Eo=2x/2d+(2Cs-α/2fRs)A Ir・Ro (7) Therefore, if α is adjusted to satisfy α=4Cs・f・Rs (8), the output voltage Eo
is the same as equation (6), the influence of stray capacitance Cs can be removed, and linearity can be improved. Furthermore, there are resistors with various temperature coefficients, and it is easy to select one that matches the temperature coefficient of the stray capacitance of the pair of variable capacitors, so that it is less susceptible to changes in ambient temperature. Furthermore, since the direct current is rectified near the winding of the transformer T, it is not affected by the stray capacitance of the compensation circuit.

In addition, although the case where the voltage obtained by rectifying and smoothing the oscillation output is applied to the compensation resistor Rs is illustrated above, the fourth
As shown in the figure, the smoothing capacitor Cf ₃ may be omitted to provide only rectification. In this case, noise resistance can be improved by connecting a diode D ₆ instead of Cf ₃ as shown in FIG.

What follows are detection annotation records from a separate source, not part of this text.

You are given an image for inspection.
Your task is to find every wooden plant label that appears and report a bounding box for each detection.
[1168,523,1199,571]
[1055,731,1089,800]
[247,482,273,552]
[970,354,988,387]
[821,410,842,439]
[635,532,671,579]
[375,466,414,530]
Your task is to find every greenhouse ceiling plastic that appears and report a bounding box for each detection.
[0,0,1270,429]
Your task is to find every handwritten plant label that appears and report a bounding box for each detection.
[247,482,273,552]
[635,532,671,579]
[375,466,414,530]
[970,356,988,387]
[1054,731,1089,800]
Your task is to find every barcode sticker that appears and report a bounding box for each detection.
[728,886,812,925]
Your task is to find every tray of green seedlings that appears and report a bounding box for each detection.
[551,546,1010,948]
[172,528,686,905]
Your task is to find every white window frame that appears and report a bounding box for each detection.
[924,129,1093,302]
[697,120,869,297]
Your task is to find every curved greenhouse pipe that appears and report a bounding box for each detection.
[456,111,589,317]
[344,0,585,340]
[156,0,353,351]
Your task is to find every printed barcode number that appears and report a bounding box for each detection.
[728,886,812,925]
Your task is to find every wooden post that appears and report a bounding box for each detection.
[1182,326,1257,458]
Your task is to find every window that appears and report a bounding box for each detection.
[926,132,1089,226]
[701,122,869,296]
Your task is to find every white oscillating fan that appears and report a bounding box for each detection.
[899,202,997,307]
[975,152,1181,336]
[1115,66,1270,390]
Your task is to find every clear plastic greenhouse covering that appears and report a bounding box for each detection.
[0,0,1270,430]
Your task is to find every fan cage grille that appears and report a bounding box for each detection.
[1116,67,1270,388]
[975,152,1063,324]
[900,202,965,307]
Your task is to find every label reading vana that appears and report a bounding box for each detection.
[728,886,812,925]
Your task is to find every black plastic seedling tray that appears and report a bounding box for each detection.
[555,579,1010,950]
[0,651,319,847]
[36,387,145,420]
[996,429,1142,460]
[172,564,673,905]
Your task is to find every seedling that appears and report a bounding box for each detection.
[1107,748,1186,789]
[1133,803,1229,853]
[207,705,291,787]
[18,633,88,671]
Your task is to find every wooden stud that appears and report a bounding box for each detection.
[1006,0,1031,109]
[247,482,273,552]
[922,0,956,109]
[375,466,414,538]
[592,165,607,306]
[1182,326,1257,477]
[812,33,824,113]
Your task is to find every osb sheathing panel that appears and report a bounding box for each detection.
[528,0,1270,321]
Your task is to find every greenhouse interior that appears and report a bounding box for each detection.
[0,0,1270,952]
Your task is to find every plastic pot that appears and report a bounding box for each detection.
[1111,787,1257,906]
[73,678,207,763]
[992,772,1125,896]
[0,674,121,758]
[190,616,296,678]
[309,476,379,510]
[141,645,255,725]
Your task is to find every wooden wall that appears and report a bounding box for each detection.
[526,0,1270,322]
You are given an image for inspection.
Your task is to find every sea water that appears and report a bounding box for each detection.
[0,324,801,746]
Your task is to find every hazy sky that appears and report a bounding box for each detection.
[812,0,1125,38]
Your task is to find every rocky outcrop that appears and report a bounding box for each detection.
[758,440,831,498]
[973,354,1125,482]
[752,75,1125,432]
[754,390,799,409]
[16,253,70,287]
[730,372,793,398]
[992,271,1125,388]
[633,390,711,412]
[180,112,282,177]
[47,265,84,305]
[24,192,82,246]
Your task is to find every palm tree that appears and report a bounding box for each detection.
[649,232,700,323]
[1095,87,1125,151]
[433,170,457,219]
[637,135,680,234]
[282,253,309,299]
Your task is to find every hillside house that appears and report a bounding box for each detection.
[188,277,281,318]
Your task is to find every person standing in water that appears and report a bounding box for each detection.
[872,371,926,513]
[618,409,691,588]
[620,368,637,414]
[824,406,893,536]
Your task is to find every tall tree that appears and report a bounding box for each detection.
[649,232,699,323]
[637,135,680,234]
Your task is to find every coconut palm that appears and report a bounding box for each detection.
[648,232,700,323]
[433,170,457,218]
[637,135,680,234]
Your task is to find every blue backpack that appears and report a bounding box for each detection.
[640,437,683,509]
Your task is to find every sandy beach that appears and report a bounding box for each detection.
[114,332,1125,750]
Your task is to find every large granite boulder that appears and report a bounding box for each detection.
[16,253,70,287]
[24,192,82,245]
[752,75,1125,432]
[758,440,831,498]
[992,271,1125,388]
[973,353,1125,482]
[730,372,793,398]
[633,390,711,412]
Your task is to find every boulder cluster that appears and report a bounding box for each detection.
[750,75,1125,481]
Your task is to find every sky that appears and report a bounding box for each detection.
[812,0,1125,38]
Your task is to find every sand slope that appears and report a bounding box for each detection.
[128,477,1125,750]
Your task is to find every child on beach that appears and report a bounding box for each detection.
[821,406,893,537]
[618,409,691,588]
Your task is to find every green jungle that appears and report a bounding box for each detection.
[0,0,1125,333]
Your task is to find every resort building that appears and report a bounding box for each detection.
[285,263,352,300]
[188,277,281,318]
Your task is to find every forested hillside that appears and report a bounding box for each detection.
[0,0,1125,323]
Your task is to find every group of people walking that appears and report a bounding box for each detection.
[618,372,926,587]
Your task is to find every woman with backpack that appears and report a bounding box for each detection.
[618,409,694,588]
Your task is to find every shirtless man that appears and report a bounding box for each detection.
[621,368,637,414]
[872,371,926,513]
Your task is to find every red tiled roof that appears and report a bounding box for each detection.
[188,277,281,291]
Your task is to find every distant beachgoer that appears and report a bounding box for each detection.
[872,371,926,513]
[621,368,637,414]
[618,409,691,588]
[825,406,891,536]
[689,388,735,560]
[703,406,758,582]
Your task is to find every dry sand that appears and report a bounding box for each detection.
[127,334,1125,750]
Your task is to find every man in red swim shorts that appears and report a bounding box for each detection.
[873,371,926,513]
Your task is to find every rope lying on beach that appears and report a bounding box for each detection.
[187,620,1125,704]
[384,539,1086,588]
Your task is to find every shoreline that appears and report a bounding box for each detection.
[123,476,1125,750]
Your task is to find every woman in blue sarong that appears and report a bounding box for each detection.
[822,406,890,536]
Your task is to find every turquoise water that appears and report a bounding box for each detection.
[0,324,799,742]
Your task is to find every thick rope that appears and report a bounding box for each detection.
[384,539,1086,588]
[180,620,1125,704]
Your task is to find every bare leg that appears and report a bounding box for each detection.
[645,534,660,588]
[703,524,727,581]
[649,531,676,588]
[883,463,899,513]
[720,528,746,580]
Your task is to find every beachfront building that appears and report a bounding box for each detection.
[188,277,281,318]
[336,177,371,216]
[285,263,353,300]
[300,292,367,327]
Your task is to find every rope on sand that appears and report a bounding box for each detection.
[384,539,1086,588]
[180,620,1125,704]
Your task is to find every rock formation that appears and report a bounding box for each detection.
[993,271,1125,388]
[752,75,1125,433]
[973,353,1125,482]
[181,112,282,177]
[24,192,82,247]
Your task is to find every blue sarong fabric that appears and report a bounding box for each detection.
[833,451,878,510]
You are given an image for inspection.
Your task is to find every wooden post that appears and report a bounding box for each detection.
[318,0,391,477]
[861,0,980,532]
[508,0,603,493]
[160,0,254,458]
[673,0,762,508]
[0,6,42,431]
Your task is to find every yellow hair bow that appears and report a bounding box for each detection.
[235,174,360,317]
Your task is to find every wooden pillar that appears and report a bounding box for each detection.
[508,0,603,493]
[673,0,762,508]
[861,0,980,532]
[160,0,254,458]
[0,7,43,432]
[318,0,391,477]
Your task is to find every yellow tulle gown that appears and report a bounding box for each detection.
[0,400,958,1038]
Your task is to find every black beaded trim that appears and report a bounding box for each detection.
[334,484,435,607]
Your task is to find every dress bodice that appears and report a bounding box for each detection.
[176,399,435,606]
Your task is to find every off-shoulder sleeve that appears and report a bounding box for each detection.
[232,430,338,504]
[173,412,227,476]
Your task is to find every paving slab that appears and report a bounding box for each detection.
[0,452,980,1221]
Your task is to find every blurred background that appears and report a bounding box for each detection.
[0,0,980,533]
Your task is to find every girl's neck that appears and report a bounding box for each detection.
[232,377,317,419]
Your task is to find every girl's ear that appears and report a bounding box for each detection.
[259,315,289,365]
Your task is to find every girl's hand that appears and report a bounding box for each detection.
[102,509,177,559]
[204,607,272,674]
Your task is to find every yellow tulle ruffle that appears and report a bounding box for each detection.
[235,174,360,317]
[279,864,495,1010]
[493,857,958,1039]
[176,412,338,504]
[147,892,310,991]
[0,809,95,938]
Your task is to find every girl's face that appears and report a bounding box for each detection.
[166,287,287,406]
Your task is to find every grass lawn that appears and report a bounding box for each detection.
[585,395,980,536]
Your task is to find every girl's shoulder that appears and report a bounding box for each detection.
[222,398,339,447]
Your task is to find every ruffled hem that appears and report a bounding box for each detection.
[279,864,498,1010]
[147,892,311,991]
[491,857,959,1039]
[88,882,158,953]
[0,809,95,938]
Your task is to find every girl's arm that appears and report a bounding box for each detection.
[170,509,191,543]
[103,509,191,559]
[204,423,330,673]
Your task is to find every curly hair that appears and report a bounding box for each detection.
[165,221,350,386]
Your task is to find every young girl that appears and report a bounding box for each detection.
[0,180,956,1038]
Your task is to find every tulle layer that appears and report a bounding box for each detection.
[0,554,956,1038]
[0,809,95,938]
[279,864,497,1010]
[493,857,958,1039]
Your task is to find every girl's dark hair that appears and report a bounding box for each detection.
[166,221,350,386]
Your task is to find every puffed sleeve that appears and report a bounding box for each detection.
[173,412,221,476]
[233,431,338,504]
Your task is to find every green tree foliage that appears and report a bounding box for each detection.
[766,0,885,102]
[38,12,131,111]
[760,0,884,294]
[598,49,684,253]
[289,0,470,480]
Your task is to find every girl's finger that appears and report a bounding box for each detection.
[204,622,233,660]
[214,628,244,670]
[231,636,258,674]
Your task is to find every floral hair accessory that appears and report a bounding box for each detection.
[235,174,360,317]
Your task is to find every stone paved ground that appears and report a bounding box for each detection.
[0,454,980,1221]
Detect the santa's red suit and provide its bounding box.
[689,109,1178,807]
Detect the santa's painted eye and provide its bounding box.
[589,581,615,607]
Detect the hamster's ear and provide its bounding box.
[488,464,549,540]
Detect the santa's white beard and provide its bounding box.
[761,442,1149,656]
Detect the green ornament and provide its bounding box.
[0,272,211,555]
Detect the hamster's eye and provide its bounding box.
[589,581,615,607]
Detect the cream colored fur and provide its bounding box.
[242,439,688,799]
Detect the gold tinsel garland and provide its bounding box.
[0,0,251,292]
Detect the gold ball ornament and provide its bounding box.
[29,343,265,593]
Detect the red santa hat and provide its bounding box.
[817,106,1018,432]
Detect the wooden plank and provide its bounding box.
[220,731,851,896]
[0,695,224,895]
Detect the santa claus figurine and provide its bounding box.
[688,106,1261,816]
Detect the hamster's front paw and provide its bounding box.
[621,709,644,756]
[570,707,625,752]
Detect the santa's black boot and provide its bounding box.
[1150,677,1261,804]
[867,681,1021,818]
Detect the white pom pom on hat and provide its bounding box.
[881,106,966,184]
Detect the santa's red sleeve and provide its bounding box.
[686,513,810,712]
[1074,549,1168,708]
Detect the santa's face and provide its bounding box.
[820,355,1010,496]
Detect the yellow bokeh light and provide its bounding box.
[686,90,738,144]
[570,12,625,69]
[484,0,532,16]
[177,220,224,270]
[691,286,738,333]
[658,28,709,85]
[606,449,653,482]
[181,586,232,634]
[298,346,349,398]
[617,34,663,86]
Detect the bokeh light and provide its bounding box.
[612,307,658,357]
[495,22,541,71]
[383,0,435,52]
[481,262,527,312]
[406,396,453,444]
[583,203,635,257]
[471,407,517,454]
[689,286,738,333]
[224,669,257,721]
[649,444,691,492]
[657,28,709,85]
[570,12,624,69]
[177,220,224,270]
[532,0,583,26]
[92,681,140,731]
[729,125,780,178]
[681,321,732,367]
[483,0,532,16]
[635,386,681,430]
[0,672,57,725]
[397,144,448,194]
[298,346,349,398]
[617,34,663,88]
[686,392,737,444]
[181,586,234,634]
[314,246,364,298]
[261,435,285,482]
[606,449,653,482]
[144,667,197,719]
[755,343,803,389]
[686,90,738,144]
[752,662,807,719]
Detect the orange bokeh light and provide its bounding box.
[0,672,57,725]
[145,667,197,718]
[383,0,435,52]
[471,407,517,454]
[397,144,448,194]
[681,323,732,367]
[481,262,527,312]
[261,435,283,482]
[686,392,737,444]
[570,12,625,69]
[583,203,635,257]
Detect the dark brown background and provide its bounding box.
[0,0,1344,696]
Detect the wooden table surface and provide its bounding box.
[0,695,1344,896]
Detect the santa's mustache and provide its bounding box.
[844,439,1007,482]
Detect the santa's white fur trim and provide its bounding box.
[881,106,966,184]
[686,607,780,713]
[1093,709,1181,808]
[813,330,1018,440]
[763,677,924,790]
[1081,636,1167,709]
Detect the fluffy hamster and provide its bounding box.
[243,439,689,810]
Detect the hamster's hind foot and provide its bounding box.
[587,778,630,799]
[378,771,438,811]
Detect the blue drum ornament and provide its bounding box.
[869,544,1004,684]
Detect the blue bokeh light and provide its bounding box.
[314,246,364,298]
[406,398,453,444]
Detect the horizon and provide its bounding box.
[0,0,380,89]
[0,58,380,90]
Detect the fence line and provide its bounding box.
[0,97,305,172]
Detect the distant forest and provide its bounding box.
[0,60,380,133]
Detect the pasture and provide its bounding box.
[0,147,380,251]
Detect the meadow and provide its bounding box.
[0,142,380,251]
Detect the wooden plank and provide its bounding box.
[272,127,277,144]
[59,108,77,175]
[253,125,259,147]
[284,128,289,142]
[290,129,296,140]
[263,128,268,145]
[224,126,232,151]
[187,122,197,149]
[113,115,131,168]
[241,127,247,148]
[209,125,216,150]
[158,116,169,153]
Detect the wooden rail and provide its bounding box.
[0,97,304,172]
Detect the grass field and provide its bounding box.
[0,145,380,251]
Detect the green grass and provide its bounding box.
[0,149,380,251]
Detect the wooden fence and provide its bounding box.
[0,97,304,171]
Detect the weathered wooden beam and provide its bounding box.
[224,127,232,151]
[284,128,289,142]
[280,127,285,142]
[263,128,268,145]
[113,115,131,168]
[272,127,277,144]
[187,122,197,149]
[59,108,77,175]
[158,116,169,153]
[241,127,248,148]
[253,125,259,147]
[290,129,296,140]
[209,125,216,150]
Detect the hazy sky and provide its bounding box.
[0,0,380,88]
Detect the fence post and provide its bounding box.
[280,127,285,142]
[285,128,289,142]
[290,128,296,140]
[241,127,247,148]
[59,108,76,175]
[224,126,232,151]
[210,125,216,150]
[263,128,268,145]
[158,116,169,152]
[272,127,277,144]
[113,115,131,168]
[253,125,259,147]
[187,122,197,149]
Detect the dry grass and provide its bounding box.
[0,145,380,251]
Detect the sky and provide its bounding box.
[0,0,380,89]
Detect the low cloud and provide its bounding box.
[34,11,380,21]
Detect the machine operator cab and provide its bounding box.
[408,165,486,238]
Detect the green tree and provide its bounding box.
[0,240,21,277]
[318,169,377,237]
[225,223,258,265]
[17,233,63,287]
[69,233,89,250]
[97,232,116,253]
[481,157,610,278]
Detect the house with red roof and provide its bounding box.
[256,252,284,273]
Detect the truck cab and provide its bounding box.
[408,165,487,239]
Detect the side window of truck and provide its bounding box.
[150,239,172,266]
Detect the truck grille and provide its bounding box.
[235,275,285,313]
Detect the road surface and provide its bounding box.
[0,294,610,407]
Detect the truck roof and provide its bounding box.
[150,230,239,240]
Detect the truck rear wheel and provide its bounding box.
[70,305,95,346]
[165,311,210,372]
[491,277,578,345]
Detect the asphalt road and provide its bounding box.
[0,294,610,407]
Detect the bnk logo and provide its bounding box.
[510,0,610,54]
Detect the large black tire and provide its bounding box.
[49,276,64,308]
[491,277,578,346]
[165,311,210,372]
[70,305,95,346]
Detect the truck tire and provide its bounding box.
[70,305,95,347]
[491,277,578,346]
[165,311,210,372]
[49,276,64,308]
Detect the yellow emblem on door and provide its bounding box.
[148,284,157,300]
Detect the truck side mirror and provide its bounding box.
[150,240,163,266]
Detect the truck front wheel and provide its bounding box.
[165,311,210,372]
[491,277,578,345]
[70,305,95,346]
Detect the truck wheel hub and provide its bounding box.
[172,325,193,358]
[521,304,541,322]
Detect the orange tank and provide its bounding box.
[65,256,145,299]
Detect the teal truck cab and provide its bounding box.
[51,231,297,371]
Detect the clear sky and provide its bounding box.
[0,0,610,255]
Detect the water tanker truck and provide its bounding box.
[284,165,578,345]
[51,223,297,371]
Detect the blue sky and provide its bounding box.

<Effects of the present invention> In the present invention, linearity is improved using a compensation resistor, so a capacitive conversion device is realized that is less susceptible to the effects of changes in ambient temperature and stray capacitance of the compensation circuit. can.

[Brief explanation of drawings]

Fig. 1 is a sectional view showing an example of a detector using a pair of variable capacitors, Fig. 2 is a connection diagram showing an example of a conventional capacitive conversion device, and Fig. 3 is an example of an embodiment of the device of the present invention. 4 and 5 are connection diagrams showing other embodiments of the device of the present invention. C ₁ , C ₂ ... variable capacitor, C ₃ ... fixed capacitor, Rs ... compensation resistor, OSC ... oscillator,
CON1, CON2...Current voltage converter, D ₁ ~ _{D 6} ...
... Rectifier diode, T...Transformer, OP ₁ ~
OP ₃ ...Operation amplifier, INT...Integrator.

Claims (1)

[Scope of utility model registration request] a detector having a pair of variable capacitors whose capacitance differentially changes depending on the measured quantity; an oscillator applying an oscillation output to the pair of variable capacitors;
A compensation resistor to which a voltage obtained by rectifying the oscillation output of this oscillator is applied, a circuit that divides the current flowing based on this compensation resistor to obtain a compensation current, and an average corresponding to the sum of the capacitances of the pair of variable capacitors. A circuit for controlling the oscillator so that the value current is equal to the sum of a reference current and a compensation current, and a circuit for obtaining an output signal related to an average value current corresponding to a difference in capacitance of the pair of variable capacitors. Capacitive conversion device.